Into the war, however, England had thrown herself, under the direction of Harley, the famous Tory minister now in power, at home, and with Marlborough as commander-in-chief of both the English and the Dutch forces abroad. The General's first aim was to take back from Louis XIV all those fortresses in the Spanish Netherlands which had been seized and garrisoned by the French troops as if the country were a French possession.
He started from Kaiserwörth, a town on the Rhine, which his troops had captured from one of Louis's chief allies, the Elector of Cologne, before Marlborough arrived to take command. Venloo was taken in gallant style, and then the important city of Liége, on the Meuse. The result of the campaign was that the French had been chased from the Lower Rhine, and Holland, much to its relief, made far more safe from attack. Returning to England, the victorious commander was given a grand reception. And no wonder, for it was the first time for many a year that the French had received a real check.
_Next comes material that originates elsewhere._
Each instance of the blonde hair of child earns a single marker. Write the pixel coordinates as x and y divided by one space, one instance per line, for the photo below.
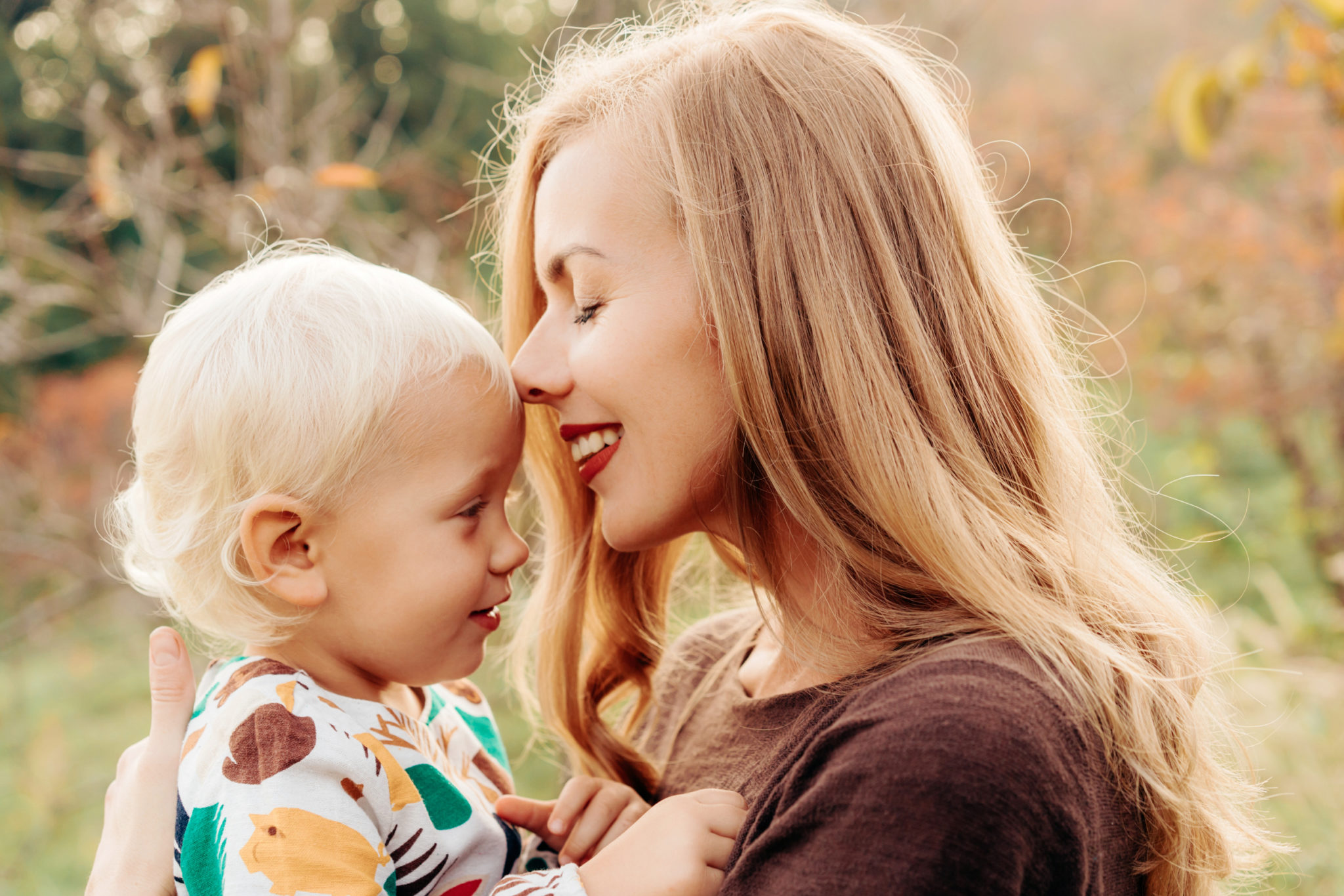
287 377
902 391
While these things were going on in the Netherlands, another leader under the Grand Alliance, Prince Louis of Baden, took Landau, on the Rhine, from the French. In Italy, too, the allies triumphed, the gallant Prince Eugene, presently to be the warm and life-long friend of Marlborough, defeating the French brilliantly at Cremona, a fortunate thing for the Empire, which was thus secured from a French invasion through the Tyrol.
To crown the successes of the Grand Alliance during the campaign of 1702, the first of the war, the brave sailor Sir George Rooke, following the Spanish galleons and the French war vessels into the harbour of Vigo, destroyed the greater number of them. It was a repetition of Drake's famous expedition to "singe the King of Spain's beard."
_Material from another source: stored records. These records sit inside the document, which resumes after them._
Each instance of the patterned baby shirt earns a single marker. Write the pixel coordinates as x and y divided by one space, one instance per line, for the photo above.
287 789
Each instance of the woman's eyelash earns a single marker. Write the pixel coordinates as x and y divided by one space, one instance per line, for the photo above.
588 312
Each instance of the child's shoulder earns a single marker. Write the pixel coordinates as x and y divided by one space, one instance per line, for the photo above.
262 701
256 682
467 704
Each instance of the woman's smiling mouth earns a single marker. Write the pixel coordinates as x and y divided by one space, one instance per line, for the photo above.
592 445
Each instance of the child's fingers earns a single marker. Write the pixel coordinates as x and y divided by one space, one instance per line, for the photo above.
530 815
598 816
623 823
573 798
All these things happened while George Fairburn and other English prisoners ate their hearts out in captivity at Dunkirk. The lad chafed under the surveillance to which he was subjected, and never passed a day without turning over in his mind some scheme of escape. How it was to be done, he did not see. But he waited for his chance, and meanwhile, partly to avoid being suspected, and partly to while away the hours he made friends with the soldiers on guard. He already knew a little French, and with his natural quickness he soon made rapid progress. At the end of a month he could get along capitally in the language; at the end of three months he could speak the tongue fluently; at the end of nine months—for thus did his term of captivity drag itself out—he was, so far as the language was concerned, almost a Frenchman. Thus the winter passed, and the spring of 1703 came round, George Fairburn still an inmate of a French prison, hopeless of escape, so far as he could see.
But his chance came at last suddenly and unexpectedly. One morning he was escorted to the Hôtel de Ville, to interpret for an officer examining a batch of English prisoners who had been brought in from the Netherlands border. The way to the town lay at no great distance from the shore, and he observed how a boat lay close in on the low sandy beach, no owner in sight. His heart leapt into his mouth, and he had much ado to keep himself from betraying his thoughts by the flush that mantled hotly on his cheek.
One, two, three hundred paces the boat was left behind. Now or never! Instantly the lad started off back to the spot, his feet flying across the sand.
A shout broke from the throats of his astonished guards, and a half score of bullets whistled after the runaway. George ducked his head and sped on unhurt. A second volley did little more harm than the first, merely grazing the lobe of his right ear. The race was furious, but the lusty English lad was far and away the superior of the heavy Frenchmen. He gained the boat, the enemy still a hundred paces behind. The painter was loosely wound round a large stone, and in a trice George had leapt with it into the little craft. He had just time to give a vigorous shove off before the pursuers came up, the foremost dashing into the sea after him.